The conditional tree model presented in this paper had poor sensitivity and positive predictive value, and thus is not a candidate for use as a clinical tool to distinguish between the three categories of disease groups studied. Classification tree models, including the conditional trees used here, require large datasets when there are complicated relationships between prediction variables and the outcome of interest. The study dataset with only 33 Zika cases and 59 dengue cases was likely too small to be able to identify subtle groupings of symptoms to predict disease groups. This problem is common to the studies discussed above. When investigating small datasets, only very strong predictors of disease will be observed. Furthermore, with 34predictorvariables, the Bonferroni multiplicity adjustment would make it difficult to find any but the strongest associations. In addition, the imbalance in group sizes (33, 59, and 274) made an unweighted tree model overfit for UAI patients. The model was corrected by weighting the Zika and dengue patients more heavily, but this is not as optimal as having equal and large numbers of patients in each group, since important characteristics that occur at low percentages in the groups with few observations may not be observed. Other limitations of the study are that the patients came for their initial visit any time between 0 and 7 days after the onset of symptoms. Therefore, any early symptoms that were particular to a specific disease may have disappeared by the time some patients arrived at the clinic. We might also not have included unknown manifestations at the moment of designing the data collection forms, particularly if mild or inconspicuous. Also, the data collection forms were designed by infectious disease specialists, neurologists, and epidemiologists, which might have biased the instruments towards certain features and might have overlooked other important characteristics that other specialists (e.g., a dermatologist) may have been able to better distinguish.

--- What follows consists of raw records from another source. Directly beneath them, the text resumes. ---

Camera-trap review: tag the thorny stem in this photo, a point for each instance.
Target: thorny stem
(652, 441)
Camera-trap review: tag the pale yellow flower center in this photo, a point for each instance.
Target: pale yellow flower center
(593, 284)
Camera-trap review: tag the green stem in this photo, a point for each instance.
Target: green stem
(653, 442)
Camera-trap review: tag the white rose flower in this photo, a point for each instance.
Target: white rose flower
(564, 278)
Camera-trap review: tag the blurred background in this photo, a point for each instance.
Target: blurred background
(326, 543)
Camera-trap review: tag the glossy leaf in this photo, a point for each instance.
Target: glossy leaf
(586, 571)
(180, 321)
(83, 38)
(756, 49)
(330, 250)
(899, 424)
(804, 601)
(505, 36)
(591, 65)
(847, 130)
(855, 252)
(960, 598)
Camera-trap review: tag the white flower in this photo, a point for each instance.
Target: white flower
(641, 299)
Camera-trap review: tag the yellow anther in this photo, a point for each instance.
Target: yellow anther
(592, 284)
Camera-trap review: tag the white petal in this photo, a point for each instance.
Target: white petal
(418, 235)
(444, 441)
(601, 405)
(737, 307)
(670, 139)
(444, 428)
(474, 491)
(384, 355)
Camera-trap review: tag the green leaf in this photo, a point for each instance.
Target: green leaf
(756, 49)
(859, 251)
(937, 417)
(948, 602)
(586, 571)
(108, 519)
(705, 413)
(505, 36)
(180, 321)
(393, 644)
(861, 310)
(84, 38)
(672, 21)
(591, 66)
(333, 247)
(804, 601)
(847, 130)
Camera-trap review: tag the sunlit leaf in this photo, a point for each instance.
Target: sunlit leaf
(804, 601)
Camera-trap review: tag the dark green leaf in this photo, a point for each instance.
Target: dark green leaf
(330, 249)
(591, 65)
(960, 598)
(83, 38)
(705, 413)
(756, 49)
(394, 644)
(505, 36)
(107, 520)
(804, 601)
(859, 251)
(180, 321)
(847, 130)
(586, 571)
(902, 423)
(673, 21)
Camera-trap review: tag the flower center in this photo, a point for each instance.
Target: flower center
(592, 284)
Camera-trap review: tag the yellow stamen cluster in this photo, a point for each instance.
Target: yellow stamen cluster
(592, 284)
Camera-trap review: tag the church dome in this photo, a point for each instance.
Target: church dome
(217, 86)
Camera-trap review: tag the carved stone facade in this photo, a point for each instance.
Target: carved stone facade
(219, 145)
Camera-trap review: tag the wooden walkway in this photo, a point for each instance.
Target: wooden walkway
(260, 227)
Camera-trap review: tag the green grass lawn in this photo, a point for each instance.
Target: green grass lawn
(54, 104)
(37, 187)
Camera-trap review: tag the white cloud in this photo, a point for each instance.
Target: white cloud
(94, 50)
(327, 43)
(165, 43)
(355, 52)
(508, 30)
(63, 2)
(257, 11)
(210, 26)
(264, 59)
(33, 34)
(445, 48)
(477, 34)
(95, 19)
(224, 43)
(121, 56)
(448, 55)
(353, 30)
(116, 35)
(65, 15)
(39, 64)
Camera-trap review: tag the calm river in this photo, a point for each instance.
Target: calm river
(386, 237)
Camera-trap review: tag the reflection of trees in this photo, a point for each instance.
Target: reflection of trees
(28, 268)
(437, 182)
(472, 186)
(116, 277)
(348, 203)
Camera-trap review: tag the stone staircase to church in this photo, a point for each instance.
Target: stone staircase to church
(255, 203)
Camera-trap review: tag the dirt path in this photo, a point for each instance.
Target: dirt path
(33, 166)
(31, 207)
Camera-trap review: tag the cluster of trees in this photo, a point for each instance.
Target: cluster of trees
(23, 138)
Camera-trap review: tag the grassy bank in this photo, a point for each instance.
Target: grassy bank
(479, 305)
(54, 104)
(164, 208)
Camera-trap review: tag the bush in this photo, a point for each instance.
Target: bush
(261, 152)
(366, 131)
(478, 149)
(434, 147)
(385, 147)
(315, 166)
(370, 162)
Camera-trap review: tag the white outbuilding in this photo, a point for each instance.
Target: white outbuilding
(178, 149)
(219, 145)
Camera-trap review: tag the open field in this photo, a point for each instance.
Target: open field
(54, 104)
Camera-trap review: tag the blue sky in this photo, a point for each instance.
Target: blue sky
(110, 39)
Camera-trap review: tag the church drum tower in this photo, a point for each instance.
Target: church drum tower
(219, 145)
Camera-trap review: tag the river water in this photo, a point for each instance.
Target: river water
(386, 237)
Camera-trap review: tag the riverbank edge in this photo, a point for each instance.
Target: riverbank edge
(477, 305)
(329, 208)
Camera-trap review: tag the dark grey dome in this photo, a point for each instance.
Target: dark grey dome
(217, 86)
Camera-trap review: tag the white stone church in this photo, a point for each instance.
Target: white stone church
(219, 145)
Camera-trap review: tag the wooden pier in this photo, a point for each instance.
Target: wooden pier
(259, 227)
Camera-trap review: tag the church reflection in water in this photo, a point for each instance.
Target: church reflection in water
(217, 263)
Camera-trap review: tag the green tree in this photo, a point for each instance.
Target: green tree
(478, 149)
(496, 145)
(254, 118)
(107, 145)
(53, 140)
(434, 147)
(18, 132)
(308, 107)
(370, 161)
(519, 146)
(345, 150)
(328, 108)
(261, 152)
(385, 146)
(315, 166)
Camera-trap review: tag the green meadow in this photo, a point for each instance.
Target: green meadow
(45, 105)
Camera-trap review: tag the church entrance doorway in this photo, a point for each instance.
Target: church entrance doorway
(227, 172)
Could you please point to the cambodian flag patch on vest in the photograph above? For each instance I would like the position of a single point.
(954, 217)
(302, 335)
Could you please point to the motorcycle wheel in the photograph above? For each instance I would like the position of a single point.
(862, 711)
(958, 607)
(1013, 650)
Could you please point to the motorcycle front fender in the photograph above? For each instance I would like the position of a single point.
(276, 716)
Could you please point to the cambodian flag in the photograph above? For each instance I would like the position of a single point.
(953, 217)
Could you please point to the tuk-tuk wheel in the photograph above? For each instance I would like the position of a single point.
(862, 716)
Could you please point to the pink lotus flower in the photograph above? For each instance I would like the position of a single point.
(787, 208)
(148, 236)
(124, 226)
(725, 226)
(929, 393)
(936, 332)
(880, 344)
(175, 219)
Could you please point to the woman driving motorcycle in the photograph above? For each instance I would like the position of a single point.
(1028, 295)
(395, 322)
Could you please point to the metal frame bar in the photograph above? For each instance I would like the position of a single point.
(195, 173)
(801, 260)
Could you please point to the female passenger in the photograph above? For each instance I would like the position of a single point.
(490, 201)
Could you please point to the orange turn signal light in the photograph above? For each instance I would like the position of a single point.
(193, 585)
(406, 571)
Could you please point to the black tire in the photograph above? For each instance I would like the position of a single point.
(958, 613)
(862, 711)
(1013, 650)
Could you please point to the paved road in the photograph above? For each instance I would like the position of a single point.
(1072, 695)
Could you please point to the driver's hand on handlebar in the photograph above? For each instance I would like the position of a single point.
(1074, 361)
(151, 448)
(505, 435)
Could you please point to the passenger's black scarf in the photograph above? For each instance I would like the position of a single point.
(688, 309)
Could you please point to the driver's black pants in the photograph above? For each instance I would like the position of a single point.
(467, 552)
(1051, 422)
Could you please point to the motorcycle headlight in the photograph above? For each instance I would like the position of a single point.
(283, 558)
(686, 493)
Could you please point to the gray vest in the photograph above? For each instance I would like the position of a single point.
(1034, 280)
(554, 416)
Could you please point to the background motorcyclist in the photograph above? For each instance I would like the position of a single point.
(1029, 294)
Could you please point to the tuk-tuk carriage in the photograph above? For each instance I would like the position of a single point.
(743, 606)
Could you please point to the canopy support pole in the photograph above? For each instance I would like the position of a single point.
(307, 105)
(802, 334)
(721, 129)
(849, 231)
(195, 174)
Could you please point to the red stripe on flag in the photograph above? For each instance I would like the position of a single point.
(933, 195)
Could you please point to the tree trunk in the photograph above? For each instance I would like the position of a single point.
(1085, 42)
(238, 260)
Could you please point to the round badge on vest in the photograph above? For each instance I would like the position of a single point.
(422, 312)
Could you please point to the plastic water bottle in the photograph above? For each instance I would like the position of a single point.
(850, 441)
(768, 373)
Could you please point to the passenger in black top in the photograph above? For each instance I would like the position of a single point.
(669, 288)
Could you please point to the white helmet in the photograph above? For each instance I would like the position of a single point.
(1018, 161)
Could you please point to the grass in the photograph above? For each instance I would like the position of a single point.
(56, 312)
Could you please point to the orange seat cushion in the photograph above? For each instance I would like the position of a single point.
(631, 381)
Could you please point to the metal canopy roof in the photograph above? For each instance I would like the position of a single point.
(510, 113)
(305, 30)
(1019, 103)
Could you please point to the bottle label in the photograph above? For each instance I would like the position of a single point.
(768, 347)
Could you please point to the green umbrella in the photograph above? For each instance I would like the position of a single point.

In conclusion, this paper reports on the clinical features associated with Zika, dengue, and UAI patients seeking care for possible Zika virus infection. Clinical features that increase the odds of inclusion in each disease group were identified in the univariate analyses. A conditional tree model was used to explore more complex interactions between predictors, but did not have sufficient diagnostic ability for clinical usage, most likely due to the small number of Zika and dengue cases. A low platelet count was identified as a distinguishing feature of dengue, useful for discriminating dengue from Zika and other UAI. The results are consistent with previous findings suggesting that differences in the NS1 protein between Zika and dengue might explain the association between thrombocytopenia and dengue, but not in Zika (Chao et al., 2019). Further research with larger numbers of Zika and dengue cases is needed to understand the clinical characteristics of Zika and dengue in the context of other unidentified acute illnesses.